Jumat adalah hari yang terasa sangat damai. Keluarga kecil yang tidak lengkap ini, duduk bersama di depan sebuah layar sembari mengikuti ibadah daring yang ditayangkan lewat youtube. Akhirnya ibadah itu telah selesai, mereka kemudian bersiap untuk jalan-jalan bersama menikmati hari libur keagamaan itu. Seraya mencari udara segar, mereka juga menyambung tali silahturahmi bersama sanak saudara. Seharian menghabiskan waktu bersama lumayan membuat pria paruh baya di keluarga itu kelelahan, mengingat ia sudah berumur.
Keluarga kecil itu memutuskan menginap di rumah saudaranya apalagi besok masih akhir pekan. Tidak lupa mereka mengabadikan setiap momen lewat jepretan gambar di handphone. Canda tawa mendominasi hari itu. Senyum yang terukir indah menambah kesan kebahagiaan bagi keluarga kecil ini. Momen yang sangat indah bukan? Namun siapa sangka, momen itu adalah momen indah bersama yang terakhir. People come and people go, tidak selamanya kita akan bisa bersama. Semua akan pergi pada akhirnya. Nyatanya hari itu adalah awal dari segala duka yang menyelimuti keluarga kecil, yang semakin tidak lengkap. Seolah sebuah pertanda bahwa akan ada yang pergi. Semesta sepertinya sengaja membiarkan momen bersama ini terjadi, sebelum salah seorang dari mereka pergi. Siapa yang akan pergi?

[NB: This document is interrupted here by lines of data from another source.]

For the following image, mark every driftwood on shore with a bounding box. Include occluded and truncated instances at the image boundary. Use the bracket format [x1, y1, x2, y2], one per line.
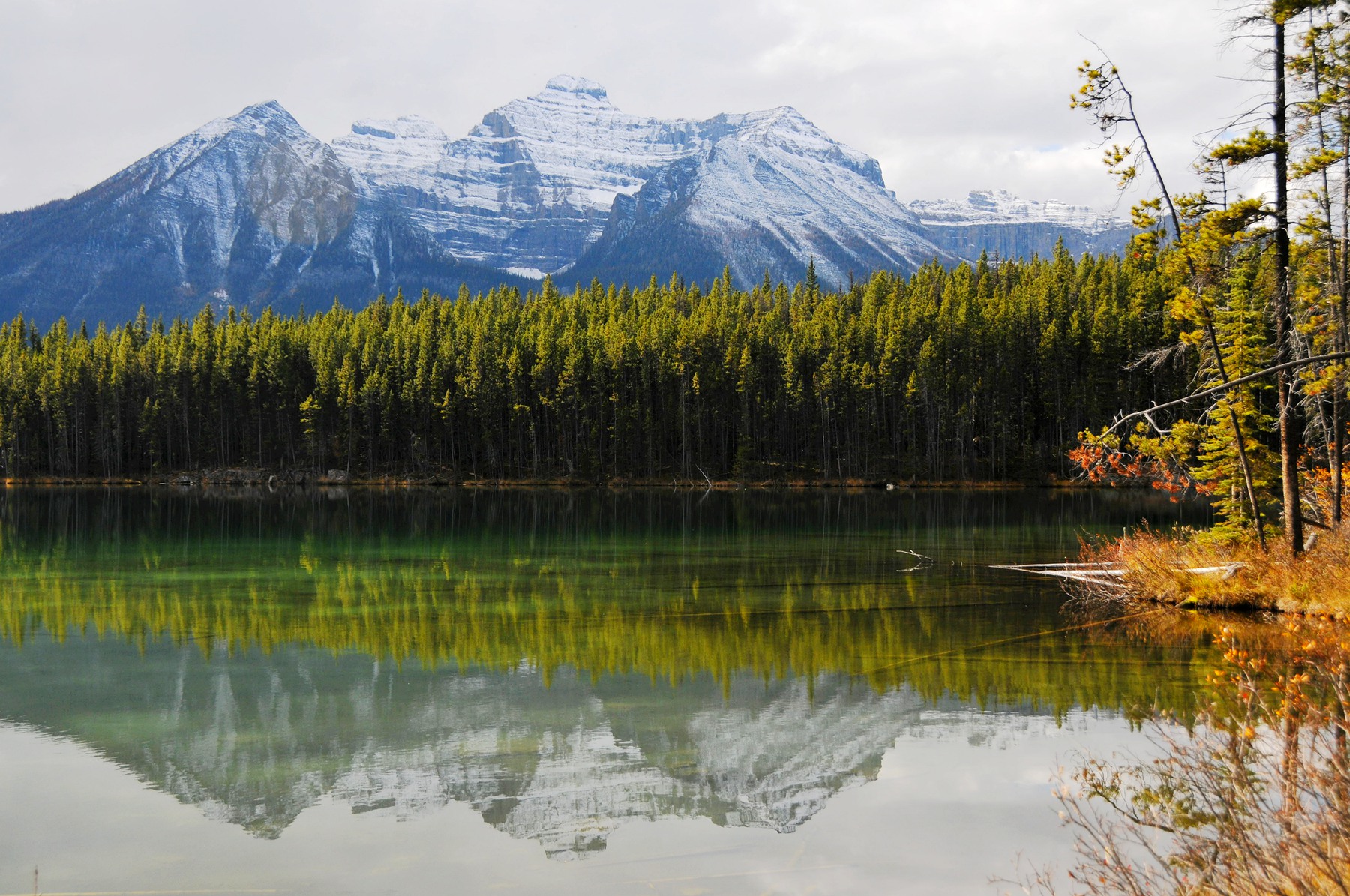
[991, 562, 1244, 589]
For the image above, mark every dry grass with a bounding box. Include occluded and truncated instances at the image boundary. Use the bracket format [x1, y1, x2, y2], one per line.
[1016, 614, 1350, 896]
[1082, 528, 1350, 618]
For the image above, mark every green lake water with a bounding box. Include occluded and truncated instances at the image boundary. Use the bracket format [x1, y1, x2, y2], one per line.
[0, 488, 1214, 893]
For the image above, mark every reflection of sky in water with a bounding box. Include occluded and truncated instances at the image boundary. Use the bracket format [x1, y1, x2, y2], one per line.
[0, 493, 1208, 893]
[0, 712, 1161, 893]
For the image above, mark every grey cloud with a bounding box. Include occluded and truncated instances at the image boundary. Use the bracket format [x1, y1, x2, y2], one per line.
[0, 0, 1252, 211]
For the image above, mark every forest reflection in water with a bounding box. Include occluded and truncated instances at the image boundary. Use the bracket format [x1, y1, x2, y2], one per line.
[0, 488, 1214, 880]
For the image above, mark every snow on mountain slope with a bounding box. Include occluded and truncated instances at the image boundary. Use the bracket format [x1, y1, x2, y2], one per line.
[908, 190, 1129, 232]
[908, 190, 1134, 260]
[568, 106, 950, 285]
[334, 76, 702, 271]
[0, 76, 1131, 322]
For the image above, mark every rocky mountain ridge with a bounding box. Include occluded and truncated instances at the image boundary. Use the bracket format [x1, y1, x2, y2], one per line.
[0, 76, 1127, 322]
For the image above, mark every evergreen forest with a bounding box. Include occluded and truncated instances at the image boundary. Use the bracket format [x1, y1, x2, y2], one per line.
[0, 248, 1190, 481]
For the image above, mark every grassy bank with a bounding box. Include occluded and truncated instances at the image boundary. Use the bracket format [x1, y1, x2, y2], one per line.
[1082, 528, 1350, 619]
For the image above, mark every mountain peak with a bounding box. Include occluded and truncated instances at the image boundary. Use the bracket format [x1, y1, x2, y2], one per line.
[538, 74, 609, 104]
[351, 115, 448, 143]
[228, 100, 298, 125]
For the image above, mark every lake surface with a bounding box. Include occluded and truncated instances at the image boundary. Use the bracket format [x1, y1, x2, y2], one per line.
[0, 488, 1214, 893]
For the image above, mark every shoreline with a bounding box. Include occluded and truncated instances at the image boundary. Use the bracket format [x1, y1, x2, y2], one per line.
[0, 468, 1128, 491]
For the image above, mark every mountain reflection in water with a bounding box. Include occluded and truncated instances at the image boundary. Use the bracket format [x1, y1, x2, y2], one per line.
[0, 490, 1212, 859]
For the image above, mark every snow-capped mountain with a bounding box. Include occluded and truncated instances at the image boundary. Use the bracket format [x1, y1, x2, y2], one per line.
[0, 82, 1122, 321]
[908, 190, 1136, 259]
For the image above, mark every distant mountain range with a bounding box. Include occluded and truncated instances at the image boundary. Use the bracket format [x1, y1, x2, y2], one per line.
[0, 76, 1131, 322]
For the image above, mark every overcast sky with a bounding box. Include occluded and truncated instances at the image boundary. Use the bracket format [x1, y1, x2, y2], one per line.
[0, 0, 1261, 213]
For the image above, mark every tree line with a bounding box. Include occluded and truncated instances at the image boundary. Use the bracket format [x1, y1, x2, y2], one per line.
[0, 247, 1191, 481]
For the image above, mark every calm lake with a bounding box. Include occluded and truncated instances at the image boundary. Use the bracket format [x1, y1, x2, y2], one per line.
[0, 488, 1215, 895]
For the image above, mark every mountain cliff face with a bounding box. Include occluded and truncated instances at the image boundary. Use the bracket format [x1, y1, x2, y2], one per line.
[0, 76, 1126, 322]
[910, 190, 1136, 259]
[0, 103, 515, 321]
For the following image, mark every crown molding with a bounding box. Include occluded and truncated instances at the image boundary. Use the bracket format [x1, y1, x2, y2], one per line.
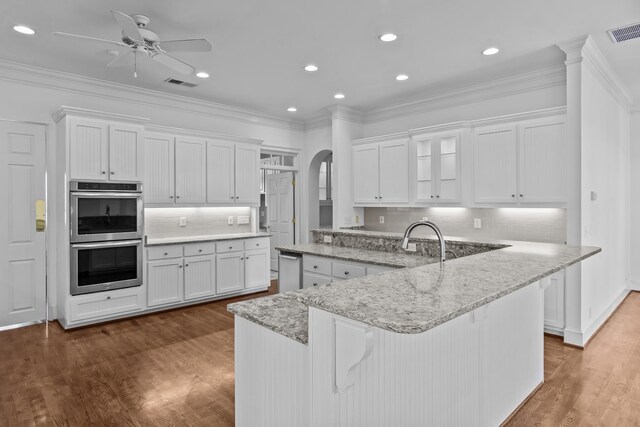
[364, 65, 566, 123]
[557, 34, 634, 112]
[0, 60, 304, 130]
[144, 125, 262, 144]
[53, 105, 149, 125]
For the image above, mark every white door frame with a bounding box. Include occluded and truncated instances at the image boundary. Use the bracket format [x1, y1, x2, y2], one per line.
[0, 118, 50, 331]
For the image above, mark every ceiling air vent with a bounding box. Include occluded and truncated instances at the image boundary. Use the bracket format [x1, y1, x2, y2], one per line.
[165, 78, 198, 87]
[607, 23, 640, 43]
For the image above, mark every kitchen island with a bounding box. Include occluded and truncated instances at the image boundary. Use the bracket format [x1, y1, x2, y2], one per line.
[229, 232, 600, 426]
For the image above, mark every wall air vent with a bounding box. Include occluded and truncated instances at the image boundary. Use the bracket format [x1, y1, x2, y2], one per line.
[607, 22, 640, 43]
[165, 77, 198, 87]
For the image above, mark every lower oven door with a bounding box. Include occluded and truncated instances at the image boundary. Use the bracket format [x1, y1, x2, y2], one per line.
[71, 239, 142, 295]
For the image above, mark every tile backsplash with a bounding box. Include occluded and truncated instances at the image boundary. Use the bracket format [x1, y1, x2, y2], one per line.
[364, 207, 566, 243]
[144, 207, 252, 239]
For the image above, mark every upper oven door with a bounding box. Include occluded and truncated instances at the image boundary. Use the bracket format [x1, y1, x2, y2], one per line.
[69, 191, 144, 243]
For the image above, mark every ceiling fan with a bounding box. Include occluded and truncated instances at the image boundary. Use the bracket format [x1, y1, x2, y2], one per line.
[53, 10, 211, 77]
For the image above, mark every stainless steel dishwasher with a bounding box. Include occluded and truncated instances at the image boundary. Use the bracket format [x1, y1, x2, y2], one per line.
[278, 252, 302, 292]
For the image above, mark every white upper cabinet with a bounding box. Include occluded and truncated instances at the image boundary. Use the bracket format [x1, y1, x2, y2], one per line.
[143, 134, 175, 204]
[68, 119, 143, 181]
[352, 144, 380, 204]
[175, 137, 207, 204]
[473, 126, 518, 203]
[109, 124, 144, 181]
[473, 118, 566, 205]
[351, 137, 409, 206]
[207, 141, 235, 204]
[518, 120, 566, 203]
[235, 144, 260, 205]
[412, 132, 460, 205]
[68, 119, 109, 181]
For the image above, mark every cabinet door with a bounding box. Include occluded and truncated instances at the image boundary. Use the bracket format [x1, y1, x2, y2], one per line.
[175, 137, 207, 204]
[544, 271, 564, 332]
[473, 126, 517, 203]
[147, 258, 184, 307]
[235, 144, 260, 205]
[351, 144, 380, 205]
[68, 120, 109, 181]
[109, 125, 143, 181]
[184, 256, 216, 300]
[379, 139, 409, 205]
[216, 252, 244, 294]
[434, 134, 460, 203]
[518, 120, 566, 203]
[207, 141, 235, 205]
[244, 251, 270, 289]
[143, 135, 175, 204]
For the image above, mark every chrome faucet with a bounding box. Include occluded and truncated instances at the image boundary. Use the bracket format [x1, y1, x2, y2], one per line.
[402, 221, 447, 262]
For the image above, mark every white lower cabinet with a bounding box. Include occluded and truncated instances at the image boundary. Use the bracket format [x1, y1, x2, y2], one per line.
[184, 255, 216, 300]
[147, 257, 184, 307]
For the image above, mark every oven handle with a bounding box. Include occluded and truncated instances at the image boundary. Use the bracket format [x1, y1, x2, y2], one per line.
[71, 239, 142, 249]
[71, 191, 142, 199]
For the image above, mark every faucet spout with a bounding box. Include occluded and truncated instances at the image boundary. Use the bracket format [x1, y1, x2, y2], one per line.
[402, 221, 447, 262]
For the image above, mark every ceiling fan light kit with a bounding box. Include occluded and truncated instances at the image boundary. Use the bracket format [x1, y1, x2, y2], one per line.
[53, 10, 211, 77]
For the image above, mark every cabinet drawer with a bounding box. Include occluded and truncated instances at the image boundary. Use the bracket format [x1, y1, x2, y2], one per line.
[331, 262, 365, 279]
[184, 242, 216, 256]
[302, 271, 331, 289]
[147, 245, 182, 260]
[216, 240, 244, 254]
[69, 287, 142, 322]
[302, 255, 331, 276]
[244, 237, 271, 251]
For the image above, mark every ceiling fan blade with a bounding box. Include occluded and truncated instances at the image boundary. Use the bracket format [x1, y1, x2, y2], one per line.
[107, 50, 135, 67]
[53, 31, 129, 47]
[151, 52, 196, 75]
[158, 39, 211, 52]
[111, 10, 144, 42]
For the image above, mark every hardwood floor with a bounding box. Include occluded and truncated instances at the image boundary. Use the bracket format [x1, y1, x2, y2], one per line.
[0, 286, 640, 426]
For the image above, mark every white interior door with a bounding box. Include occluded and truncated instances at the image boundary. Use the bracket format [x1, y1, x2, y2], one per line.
[0, 121, 46, 327]
[267, 172, 294, 271]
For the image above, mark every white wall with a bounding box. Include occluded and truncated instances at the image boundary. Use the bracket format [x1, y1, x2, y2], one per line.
[581, 51, 630, 341]
[630, 111, 640, 291]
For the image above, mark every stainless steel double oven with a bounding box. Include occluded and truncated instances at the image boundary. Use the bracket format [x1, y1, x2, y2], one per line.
[69, 181, 144, 295]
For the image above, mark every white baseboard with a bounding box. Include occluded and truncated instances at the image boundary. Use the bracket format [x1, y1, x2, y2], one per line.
[564, 289, 631, 347]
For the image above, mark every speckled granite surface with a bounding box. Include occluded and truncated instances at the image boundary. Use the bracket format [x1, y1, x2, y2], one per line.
[276, 243, 438, 268]
[227, 292, 309, 344]
[145, 233, 271, 246]
[229, 234, 600, 342]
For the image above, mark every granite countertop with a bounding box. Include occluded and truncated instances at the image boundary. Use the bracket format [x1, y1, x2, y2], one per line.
[276, 243, 438, 268]
[144, 232, 271, 246]
[228, 242, 601, 343]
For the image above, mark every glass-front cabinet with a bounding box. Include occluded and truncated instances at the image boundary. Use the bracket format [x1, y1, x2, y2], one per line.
[412, 132, 460, 205]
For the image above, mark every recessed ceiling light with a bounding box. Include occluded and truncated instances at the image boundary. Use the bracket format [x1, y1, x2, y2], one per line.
[378, 33, 398, 42]
[13, 25, 36, 36]
[482, 47, 500, 56]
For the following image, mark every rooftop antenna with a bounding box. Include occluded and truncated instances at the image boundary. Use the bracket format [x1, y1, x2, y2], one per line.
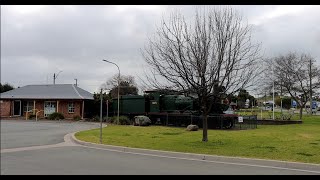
[53, 71, 62, 84]
[74, 78, 78, 86]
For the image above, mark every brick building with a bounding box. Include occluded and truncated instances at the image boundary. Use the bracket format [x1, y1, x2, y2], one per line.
[0, 84, 93, 119]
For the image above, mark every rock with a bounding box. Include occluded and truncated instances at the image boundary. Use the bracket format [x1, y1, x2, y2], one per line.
[134, 116, 151, 126]
[187, 124, 199, 131]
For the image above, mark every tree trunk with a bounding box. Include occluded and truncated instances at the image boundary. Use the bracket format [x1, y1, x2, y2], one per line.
[202, 113, 208, 142]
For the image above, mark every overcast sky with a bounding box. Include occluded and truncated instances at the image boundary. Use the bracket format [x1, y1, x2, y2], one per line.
[1, 5, 320, 93]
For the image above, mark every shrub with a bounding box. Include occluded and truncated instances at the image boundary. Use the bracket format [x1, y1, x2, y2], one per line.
[109, 116, 130, 125]
[48, 112, 64, 120]
[73, 115, 81, 121]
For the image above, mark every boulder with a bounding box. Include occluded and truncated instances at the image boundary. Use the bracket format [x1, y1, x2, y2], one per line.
[134, 116, 151, 126]
[187, 124, 199, 131]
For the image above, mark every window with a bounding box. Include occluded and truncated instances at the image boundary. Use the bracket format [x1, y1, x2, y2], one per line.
[23, 101, 34, 112]
[68, 102, 74, 113]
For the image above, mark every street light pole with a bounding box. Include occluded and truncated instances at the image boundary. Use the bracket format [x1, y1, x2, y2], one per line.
[102, 59, 120, 124]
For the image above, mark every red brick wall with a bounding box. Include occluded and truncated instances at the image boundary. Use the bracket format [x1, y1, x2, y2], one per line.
[0, 100, 82, 119]
[58, 100, 82, 119]
[0, 100, 11, 117]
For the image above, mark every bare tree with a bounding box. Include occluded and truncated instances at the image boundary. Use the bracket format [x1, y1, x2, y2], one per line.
[101, 74, 138, 98]
[266, 52, 320, 119]
[142, 8, 260, 142]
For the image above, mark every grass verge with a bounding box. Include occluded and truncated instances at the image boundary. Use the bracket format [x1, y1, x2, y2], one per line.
[75, 116, 320, 164]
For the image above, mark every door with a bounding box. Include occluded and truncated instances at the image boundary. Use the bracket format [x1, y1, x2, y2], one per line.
[13, 100, 21, 116]
[44, 101, 57, 117]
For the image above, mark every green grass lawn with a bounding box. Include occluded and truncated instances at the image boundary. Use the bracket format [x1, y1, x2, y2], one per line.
[75, 116, 320, 164]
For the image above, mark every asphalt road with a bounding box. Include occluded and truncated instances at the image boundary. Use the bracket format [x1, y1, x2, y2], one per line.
[1, 120, 320, 175]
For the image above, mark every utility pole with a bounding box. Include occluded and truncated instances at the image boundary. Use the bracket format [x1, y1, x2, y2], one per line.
[100, 89, 102, 144]
[309, 58, 312, 115]
[74, 78, 78, 86]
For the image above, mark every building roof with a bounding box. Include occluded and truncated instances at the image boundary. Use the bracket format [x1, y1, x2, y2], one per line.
[0, 84, 93, 99]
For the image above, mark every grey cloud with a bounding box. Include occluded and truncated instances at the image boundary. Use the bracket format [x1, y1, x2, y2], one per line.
[1, 5, 320, 92]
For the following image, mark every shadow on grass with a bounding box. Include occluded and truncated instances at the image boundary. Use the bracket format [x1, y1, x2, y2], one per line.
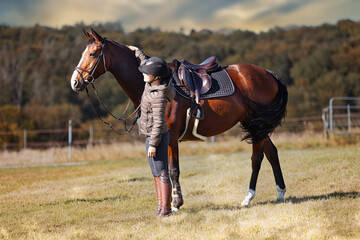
[118, 177, 151, 183]
[256, 191, 360, 205]
[40, 195, 130, 206]
[181, 191, 360, 213]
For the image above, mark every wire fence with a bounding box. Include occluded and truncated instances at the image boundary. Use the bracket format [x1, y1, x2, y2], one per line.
[0, 116, 324, 151]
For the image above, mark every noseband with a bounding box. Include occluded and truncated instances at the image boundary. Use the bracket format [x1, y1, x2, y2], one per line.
[75, 39, 141, 135]
[75, 39, 107, 83]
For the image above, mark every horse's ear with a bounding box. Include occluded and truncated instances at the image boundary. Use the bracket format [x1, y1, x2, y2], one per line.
[83, 28, 92, 39]
[90, 28, 103, 42]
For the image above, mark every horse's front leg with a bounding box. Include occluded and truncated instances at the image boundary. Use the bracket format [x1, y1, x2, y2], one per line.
[168, 131, 184, 211]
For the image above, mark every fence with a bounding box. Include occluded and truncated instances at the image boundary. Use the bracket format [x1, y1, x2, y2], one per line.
[0, 116, 323, 153]
[322, 97, 360, 138]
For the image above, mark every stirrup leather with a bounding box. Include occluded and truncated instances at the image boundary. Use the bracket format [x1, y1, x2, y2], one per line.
[179, 108, 206, 141]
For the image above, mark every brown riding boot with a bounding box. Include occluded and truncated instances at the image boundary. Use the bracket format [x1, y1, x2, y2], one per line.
[159, 170, 172, 217]
[154, 177, 161, 216]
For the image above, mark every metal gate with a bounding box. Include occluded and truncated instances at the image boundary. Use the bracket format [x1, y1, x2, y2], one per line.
[322, 97, 360, 138]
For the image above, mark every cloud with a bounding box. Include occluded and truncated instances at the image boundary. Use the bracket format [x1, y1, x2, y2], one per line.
[0, 0, 360, 31]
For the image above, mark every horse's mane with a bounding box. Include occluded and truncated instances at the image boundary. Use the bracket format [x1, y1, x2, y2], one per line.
[87, 37, 131, 51]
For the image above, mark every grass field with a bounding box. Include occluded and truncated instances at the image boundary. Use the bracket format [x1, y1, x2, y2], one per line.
[0, 136, 360, 239]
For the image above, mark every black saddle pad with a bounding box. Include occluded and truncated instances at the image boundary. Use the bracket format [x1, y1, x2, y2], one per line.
[173, 59, 235, 99]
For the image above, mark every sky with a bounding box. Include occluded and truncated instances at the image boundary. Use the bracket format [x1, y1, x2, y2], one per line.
[0, 0, 360, 32]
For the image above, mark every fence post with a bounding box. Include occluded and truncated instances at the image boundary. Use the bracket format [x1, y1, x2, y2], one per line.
[24, 128, 27, 150]
[68, 120, 72, 161]
[347, 104, 351, 133]
[89, 125, 94, 149]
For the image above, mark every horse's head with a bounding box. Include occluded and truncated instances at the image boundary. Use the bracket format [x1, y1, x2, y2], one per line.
[71, 29, 107, 92]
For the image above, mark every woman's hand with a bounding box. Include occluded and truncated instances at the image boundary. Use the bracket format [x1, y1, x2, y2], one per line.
[148, 146, 156, 158]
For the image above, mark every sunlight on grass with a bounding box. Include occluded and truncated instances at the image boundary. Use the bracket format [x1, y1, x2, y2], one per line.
[0, 136, 360, 239]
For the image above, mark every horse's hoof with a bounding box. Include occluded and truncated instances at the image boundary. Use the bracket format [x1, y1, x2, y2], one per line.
[276, 185, 286, 202]
[241, 189, 255, 207]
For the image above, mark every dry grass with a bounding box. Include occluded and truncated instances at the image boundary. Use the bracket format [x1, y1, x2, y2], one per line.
[0, 132, 360, 239]
[0, 133, 360, 167]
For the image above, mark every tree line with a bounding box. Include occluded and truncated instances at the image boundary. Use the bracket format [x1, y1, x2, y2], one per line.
[0, 20, 360, 142]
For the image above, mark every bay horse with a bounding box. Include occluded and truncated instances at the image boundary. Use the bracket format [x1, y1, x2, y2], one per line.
[71, 29, 288, 211]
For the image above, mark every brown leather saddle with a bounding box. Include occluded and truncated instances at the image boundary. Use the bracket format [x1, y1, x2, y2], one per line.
[178, 56, 220, 119]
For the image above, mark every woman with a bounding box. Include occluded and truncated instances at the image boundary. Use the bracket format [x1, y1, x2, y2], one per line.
[139, 57, 175, 216]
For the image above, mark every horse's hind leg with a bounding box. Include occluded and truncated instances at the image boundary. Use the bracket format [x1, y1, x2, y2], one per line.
[264, 137, 286, 201]
[241, 140, 265, 206]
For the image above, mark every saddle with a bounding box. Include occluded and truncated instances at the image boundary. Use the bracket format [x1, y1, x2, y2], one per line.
[178, 56, 220, 119]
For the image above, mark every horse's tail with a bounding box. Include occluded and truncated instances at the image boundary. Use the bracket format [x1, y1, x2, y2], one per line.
[241, 70, 288, 143]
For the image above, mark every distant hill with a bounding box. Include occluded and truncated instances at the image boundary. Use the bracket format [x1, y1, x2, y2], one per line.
[0, 20, 360, 131]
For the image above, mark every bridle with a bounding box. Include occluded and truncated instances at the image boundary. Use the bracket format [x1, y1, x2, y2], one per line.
[75, 38, 141, 135]
[75, 39, 107, 83]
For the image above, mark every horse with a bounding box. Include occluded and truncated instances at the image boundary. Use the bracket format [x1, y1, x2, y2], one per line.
[71, 28, 288, 211]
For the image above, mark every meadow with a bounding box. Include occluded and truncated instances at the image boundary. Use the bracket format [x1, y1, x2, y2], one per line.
[0, 134, 360, 239]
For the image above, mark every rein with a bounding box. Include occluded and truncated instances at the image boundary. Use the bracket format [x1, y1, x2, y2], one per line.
[75, 40, 141, 135]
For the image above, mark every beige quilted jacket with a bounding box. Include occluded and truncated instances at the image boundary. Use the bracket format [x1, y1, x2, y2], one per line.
[140, 81, 175, 147]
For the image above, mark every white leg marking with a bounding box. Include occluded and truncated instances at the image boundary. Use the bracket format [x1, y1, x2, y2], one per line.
[241, 189, 255, 207]
[276, 185, 286, 202]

Tidak ada yang salah disini. Takdirlah yang bertindak sekarang. Setelah hari itu, diabetes yang diderita pria paruh baya itu kambuh lagi. Kekhawatiran mulai tampak di wajah mereka. Keluarga kecil ini hanya beranggotakan 4 orang saja, ada lagi seorang anak laki-laki dari pria paruh baya itu, hanya saja ia tidak memilih tinggal bersama, jadi akan tetap dihitung 4 orang bukan 5 orang. Kakek, nenek, anak perempuan, dan cucu, kira-kira seperti itulah mereka. Sudah dikatakan, keluarga ini tidak selengkap dan sesempurna keluarga lain.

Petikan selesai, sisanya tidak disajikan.